The Springfield Eugene Tenant Association said it hopes to restore full service to its renter hotline as quickly as possible.
Callers on Aug. 8 to the renter hotline, 541-972-3715, hear a recorded message that states, “We are not able to respond back to any calls at this time.”
“Due to a large influx of calls and our hotline being understaffed, we have made the difficult decision to temporarily close our hotline,” SETA Executive Director Tim Morris said in a media release.
“This is not a decision we make lightly or without serious consideration,” he said. But the hotline has been “very understaffed for a little over a month,” and the temporary closure will allow current personnel to catch up “to the huge amount of calls we have received recently.”
“It is clear to us that attempting to operate our hotline as if we were at full capacity has been harmful to the health and well-being of our staff, which we take very seriously,” Tim said.
SETA directed clients with questions about renter rights or renter assistance to its online resource guides and to the White Bird Little Help Book. Renters currently being evicted or seeking renter assistance are directed to call 211.
Because the hotline has paused operation, SETA may not be able to provide complete eviction data for August. The importance of that data was highlighted during the July 24 Eugene City Council meeting.
Eugene City Councilor Mike Clark, a mortgage specialist in the local housing market, predicted that evictions would spike during the 30 days after passage of a renter protection package, right up until it becomes law.
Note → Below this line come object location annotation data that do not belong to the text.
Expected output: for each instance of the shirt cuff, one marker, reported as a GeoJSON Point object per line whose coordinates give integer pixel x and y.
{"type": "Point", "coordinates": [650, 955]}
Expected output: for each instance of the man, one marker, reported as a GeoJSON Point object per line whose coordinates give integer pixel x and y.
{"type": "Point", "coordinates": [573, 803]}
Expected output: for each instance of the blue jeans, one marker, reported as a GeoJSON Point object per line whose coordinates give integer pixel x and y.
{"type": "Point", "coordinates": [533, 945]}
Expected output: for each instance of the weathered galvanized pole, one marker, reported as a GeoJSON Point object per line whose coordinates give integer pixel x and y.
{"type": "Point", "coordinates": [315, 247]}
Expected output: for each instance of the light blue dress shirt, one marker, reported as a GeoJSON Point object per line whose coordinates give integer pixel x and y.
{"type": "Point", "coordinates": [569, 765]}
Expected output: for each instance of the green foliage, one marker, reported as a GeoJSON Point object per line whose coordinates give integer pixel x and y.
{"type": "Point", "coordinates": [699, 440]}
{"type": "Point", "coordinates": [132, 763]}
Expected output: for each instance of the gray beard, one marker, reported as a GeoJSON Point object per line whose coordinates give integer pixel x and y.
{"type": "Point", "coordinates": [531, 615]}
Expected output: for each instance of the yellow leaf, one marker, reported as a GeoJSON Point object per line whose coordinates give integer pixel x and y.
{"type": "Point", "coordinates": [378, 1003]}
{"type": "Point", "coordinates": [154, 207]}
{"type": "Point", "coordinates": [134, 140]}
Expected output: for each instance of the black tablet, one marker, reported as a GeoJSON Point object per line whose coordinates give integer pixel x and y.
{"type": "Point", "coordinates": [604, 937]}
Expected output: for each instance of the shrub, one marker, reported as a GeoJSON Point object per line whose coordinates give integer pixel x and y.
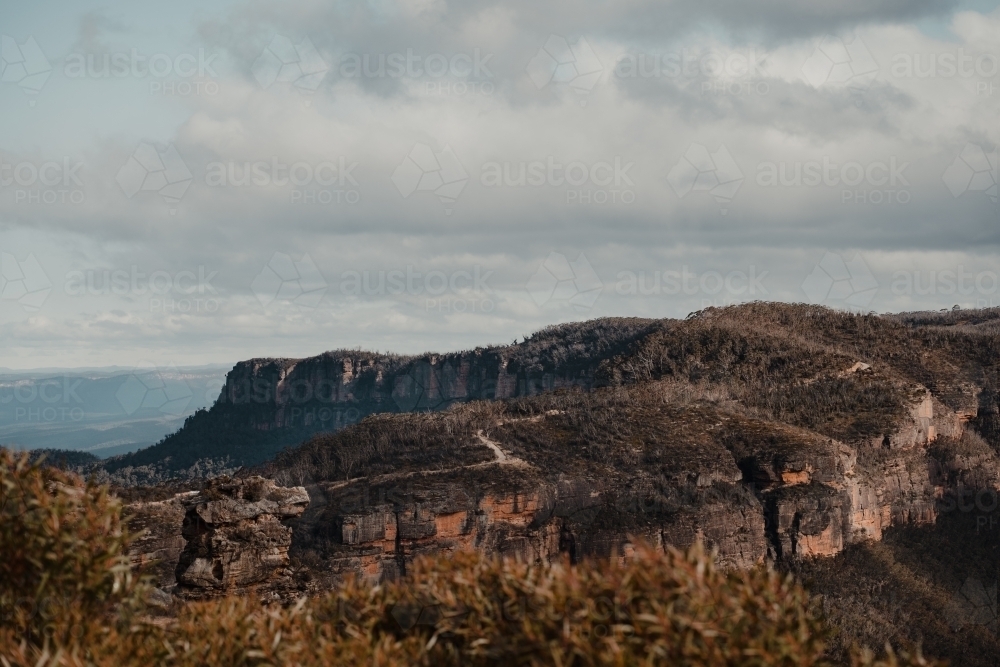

He said he has been discussing the options facing property owners and investors with his clients and colleagues. To pencil out the new renter relocation assistance, he said, many landlords plan to evict their current tenants. This would give them the option to choose tenants under the new rules, convert the property to a short-term rental, or sell the property.
Councilor Clark also suggested that because SETA had advocated for the renter protection measures, the nonprofit should not also be providing the data used to evaluate those measures.
In response to Councilor Clark, Tim Morris replied by email: “SETA resolved, on average, 170 cases per month with tenants in the Lane County area. Our data is published by our hotline team that, by requirement, does not engage in advocacy on SETA’s behalf.
“Furthermore, we report our data on what renters are facing every day to the whole of the State of Oregon, including the City of Eugene. Eugene’s own staff has reported that one-third of renters living in our city are severely rent-burdened and the vacancy rate is so low that it is a direct and expedient cause of our homelessness crisis.
“From our perspective, only one person here is acting partisan to paint a narrative that is not a part of Eugene’s stark reality. We continue to be a part of the solution to homelessness prevention and are committed to working with our partners across the state to keep tenants safe, stable, and housed.”
The city contracted with SETA to operate the hotline and provide regular reports. With the hotline closed for now, it was not clear how city staff would obtain data about local tenant issues. Eviction data will be needed as part of a “qualitative and quantitative analysis of impacts to renters, landlords and the rental housing market.”
One of the many recent evictions launched a Eugene rent strike. Supporters organizing on behalf of Candice King and family plan to rally at 2 p.m. this Friday, Aug. 11, near the offices of the local family-owned property management company, R&R Properties.
The rent strikers demonstrated inside the office of R&R Properties last Friday, Aug. 4, “to bring awareness to their aggressive harassment campaign of their own tenants in the wake of the Candice King family rent strike and eviction.”
The protesters allege that R&R Properties sent letters to their paying tenants threatening to start eviction proceedings Aug. 1 “if they did not remove the protesters from the collective driveway.”
Eugene Rent Strike alleges that tenants were warned they will be violating the guest policy of their leases if protesters are on the property.
After receiving the letters, one house of tenants chose to leave, and another chose to stay and fight, “but both houses experienced chaos and fear at the hands of R&R Properties,” the rent strikers said.
An unnamed tenant is quoted: “We were dragged into this just because we live in the same space, not because we actually violated our lease or did anything wrong. R&R is willing to makes us homeless to try and make this problem go away, but we refuse to let them bully us out of our community.”
Candice King, whose eviction launched the local rent strike, repeated her offer to purchase the homes from the owner.
“We have a vision for these homes,” she said, “that they are owned by the people who live in them, and held in a community land trust that will care for the structures and the people in them for many decades to come. We will pursue this vision relentlessly. This is what our neighborhood needs and what everyone wants.”
The rent strikers and property managers have been asked to provide a copy of the letter, for sharing in the searchable online archive of local government documents.